Host: You mentioned persistence. What do you love most about this life-changing work? And then, is there something that motivates you to keep persevering when you run into any roadblocks, or anything like that, in the work that you do?
Dr. June: I like to make the analogy to sports. I played football and basketball when I was in high school and you have to be used to failure. In sports, batting average, if you’re a baseball player and you can hit one out of three times, that’s success, that’s really good.
So science is one of, you have to have the ability to mostly fail. Most experiments don’t work, which is why we call it an experiment. Every once in a while you hit a home run. And when that happens, it’s extraordinarily rewarding. So you have to have that persistence to keep trying and trying different things until you finally get it right. And I think that’s, what’s in common with scientists.
Host: How would you hope to motivate future science and medical researchers?
Dr. June: That’s a great question because a number of surveys have shown that the lay public isn’t aware of the benefits that have happened because of medical research.

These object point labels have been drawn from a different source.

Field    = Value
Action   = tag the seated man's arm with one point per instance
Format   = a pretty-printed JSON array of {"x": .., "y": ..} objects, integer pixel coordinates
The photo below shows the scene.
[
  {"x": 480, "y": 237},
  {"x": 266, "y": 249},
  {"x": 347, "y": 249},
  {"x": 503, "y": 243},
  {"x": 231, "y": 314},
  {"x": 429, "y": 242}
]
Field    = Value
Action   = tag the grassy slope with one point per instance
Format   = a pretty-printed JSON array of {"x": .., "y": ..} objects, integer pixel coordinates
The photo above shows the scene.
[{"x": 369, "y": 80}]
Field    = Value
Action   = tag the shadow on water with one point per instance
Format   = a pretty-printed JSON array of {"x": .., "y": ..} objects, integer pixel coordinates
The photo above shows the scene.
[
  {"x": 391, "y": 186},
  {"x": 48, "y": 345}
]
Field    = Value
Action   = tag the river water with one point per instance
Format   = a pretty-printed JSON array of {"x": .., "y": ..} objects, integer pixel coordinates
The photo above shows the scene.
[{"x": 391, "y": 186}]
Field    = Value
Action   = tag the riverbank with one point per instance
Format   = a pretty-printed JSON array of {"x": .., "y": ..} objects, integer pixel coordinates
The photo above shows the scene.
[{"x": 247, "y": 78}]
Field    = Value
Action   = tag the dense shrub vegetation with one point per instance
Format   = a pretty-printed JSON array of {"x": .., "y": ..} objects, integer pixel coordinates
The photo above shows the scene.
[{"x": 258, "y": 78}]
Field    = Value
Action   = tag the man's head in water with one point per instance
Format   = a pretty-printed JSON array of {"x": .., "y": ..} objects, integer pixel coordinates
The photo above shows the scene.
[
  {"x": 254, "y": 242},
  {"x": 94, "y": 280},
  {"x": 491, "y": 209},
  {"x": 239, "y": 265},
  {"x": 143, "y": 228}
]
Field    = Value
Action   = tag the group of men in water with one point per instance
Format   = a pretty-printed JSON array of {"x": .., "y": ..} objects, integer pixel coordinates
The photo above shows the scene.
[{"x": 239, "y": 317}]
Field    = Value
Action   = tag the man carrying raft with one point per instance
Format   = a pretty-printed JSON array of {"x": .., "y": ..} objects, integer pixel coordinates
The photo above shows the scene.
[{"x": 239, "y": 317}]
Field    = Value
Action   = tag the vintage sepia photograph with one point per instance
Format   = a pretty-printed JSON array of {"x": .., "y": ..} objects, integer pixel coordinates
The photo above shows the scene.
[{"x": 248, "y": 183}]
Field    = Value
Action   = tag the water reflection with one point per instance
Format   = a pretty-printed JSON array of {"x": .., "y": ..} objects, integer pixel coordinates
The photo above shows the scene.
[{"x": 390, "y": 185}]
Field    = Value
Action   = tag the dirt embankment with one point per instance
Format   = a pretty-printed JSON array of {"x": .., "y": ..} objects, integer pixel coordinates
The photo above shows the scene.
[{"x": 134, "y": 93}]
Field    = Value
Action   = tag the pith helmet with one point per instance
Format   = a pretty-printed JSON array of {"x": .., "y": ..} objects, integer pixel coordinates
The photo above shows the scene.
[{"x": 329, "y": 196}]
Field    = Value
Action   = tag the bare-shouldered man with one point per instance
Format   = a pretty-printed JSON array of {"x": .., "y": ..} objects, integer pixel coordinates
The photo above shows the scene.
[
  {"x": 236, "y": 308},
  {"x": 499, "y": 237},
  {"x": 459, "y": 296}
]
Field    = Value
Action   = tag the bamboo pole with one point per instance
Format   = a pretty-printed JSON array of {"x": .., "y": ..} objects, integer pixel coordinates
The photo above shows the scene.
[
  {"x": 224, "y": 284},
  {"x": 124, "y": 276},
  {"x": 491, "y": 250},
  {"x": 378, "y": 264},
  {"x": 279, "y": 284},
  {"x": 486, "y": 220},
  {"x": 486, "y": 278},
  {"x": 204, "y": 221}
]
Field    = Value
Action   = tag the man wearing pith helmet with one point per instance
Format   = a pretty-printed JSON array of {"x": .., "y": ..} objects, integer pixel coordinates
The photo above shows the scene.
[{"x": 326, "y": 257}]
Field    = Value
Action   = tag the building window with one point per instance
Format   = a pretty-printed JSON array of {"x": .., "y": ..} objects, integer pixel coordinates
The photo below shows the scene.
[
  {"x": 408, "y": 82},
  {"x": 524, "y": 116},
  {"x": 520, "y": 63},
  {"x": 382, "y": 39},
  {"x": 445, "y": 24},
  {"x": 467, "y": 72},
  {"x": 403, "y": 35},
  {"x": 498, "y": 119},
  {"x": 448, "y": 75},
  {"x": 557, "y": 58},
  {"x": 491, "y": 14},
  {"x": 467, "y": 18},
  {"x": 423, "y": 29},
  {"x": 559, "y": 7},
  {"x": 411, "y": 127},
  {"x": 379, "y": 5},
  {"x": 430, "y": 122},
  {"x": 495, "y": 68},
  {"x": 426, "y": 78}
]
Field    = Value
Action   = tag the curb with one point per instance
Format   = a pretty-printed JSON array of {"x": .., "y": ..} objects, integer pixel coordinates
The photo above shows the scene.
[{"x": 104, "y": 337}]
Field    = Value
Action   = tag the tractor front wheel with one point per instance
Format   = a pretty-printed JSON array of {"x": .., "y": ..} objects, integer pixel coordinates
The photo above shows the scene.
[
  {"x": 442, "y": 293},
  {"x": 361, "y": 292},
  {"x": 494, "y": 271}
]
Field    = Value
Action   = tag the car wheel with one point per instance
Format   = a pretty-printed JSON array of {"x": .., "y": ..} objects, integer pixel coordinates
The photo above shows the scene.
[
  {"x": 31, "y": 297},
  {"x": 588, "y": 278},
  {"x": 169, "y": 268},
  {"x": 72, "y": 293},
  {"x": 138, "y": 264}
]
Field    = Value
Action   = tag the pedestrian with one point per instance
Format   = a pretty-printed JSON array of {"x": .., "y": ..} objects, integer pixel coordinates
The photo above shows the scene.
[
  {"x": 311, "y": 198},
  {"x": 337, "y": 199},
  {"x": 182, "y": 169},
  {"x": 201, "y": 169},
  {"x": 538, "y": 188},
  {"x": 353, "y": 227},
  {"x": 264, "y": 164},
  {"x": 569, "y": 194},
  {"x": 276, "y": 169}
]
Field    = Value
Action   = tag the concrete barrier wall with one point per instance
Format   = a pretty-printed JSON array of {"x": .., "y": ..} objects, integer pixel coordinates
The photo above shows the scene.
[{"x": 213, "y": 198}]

I think unfortunately COVID has given us a great boost to this. People have learned about the immune system, where they’ve really never thought about viruses and immune system much before, unless they were an infectious disease specialist or an immunologist. So one of the things science has probably failed at has been lay education. And I think this is a great outreach part of what the Stanford Lorraine cross award is about.
Host: Well, Dr. June, once again. Thanks for coming here today and talking with us, it’s been a great time to talk with you.
Dr. June: Thank you. I really appreciate this opportunity and hopefully the importance of science and medical research can really be spread.
Host: Before wrap up today, I’d like to remind you that the Sanford Health Innovations Podcast is now available on your favorite podcast apps like Apple and Spotify, as well as our website, Sanford Health News.
If you enjoyed this conversation, follow us, give us a thumbs up and share your comments. We love hearing from you and hope that you find these conversations insightful.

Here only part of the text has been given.